As expected, survival rate of HaCaT cells in the model group was significantly lower than that in the normal group (Figure 3, P < 0.05). However, the survival rates of HaCaT cells treated with Vc (100 μg/mL) and LPP (50 and 100 μg/mL) were improved compared with the model group (P < 0.05). The protective effects of LPP were dose-dependent and significantly stronger than Vc at same concentration (100 μg/mL, P < 0.05).

As shown in Figure 4, the level of LDH was the lowest in the normal group (120.70 ± 9.24 U/L) and highest in the model (623.55 ± 15.91 U/L). However, LPP reduced the LDH levels in cells with oxidative damage. Higher concentrations of LPP (100 μg/mL) were associated with lower LDH levels. LPP could reduce the level of LDH, regulate the LDH level of oxidative damage cells gradually return to the normal state, and the regulation effect of LPP was stronger than Vc at the same concentration of 100 μg/mL.

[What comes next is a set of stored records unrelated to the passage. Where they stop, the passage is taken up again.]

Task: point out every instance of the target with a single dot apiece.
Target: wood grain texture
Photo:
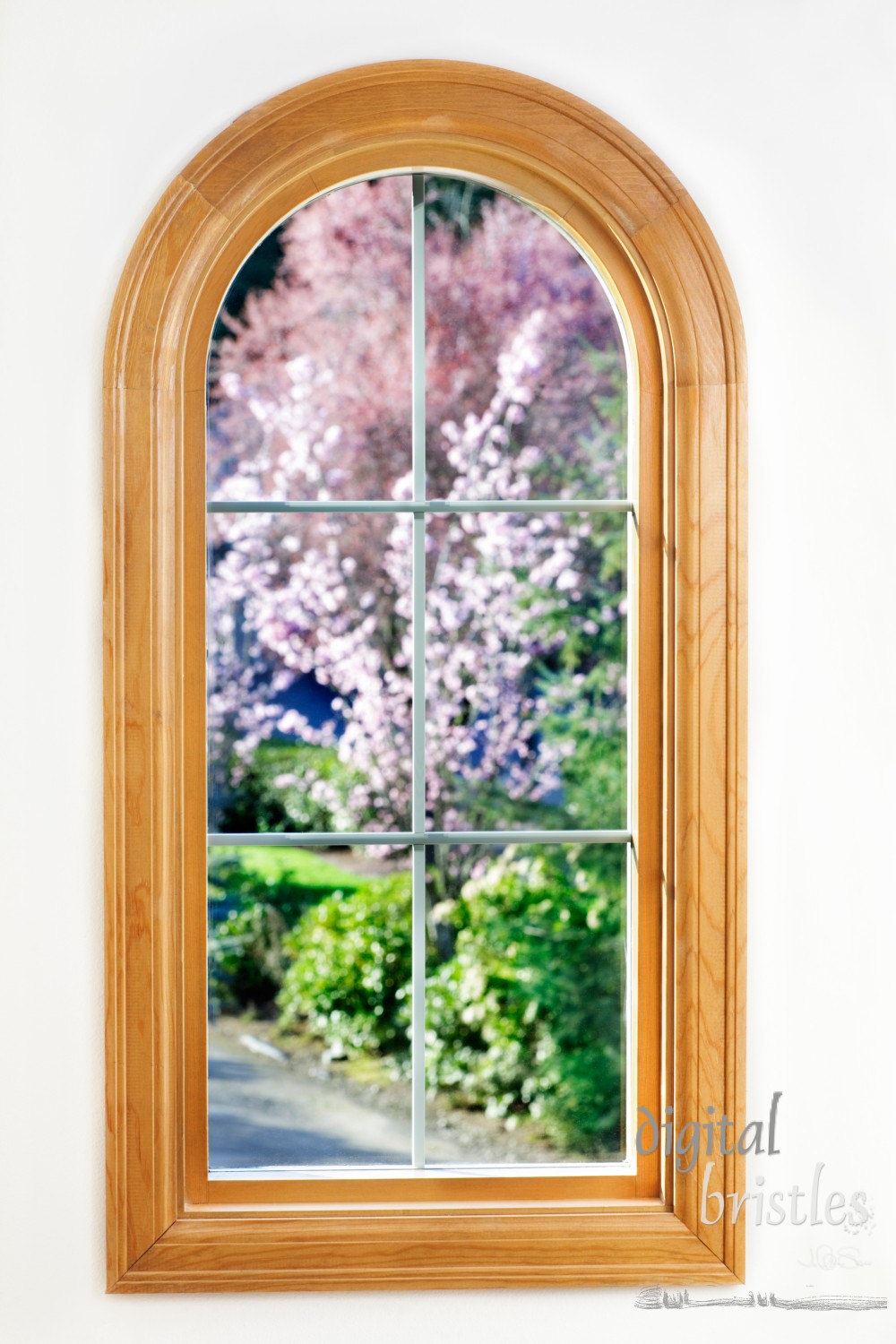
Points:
(624, 207)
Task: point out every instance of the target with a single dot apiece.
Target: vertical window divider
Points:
(418, 685)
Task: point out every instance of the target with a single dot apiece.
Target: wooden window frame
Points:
(169, 1228)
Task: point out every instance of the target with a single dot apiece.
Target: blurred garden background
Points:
(309, 683)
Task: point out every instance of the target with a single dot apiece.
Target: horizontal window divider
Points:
(417, 838)
(422, 507)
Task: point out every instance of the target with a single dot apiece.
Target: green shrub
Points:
(349, 968)
(255, 895)
(288, 787)
(245, 957)
(527, 1018)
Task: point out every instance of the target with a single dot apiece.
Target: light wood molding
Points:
(171, 1228)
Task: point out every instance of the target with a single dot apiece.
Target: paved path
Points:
(263, 1113)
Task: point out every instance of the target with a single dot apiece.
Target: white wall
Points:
(774, 115)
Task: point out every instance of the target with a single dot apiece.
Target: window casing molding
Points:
(625, 210)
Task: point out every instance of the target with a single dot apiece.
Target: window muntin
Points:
(478, 499)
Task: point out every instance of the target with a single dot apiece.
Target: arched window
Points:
(429, 597)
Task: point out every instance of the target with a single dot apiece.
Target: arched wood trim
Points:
(634, 218)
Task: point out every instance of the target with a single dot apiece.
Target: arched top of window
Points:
(678, 320)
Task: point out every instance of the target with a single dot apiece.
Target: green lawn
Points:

Compared with the normal group, levels of SOD, GSH and CAT in HaCaT cells in the model group were significantly decreased, as expected, and the level of MDA was significantly increased (P < 0.05, Table 2). Compared with the model group, the levels of SOD, GSH, and CAT were increased after treatment with Vc (100 μg/mL) or LPP (50 and 100 μg/mL) treatment, and the level of MDA was decreased. This effect was also enhanced with increasing LPP concentration.

As shown in Figure 5, compared with the normal group, the expression of Bax, Caspase-3, Nrf 2, and HO-1 in the HaCaT cells in the model group was significantly increased, and Bcl-2 was significantly decreased (P < 0.05). However, compared with the model group, the expression of Bcl-2 in skin cells was increased after LPP (50 and 100 μg/mL) treatment, and Bax, Caspase-3, Nrf 2, and HO-1 were decreased. These effects were strongly affected by changes in LPP concentration, and the effect of LPP (100 μg/mL) appeared to be stronger than that of Vc (100 μg/mL), in good agreement with the results from the prior experiments.

As shown in Figure 6 and Table 3, the main active components in LPP were found to be protocatechic acid, caffeic acid, neochlorogenic acid, (+)-catechin, gallic acid, (−)-catechin gallate, isochlorogenic acid A and rosmarinic acid with contents of 20.625, 102.795, 25.575, 50.82, 17.49, 110.715, 69.96, and 255.915 mg/g, respectively.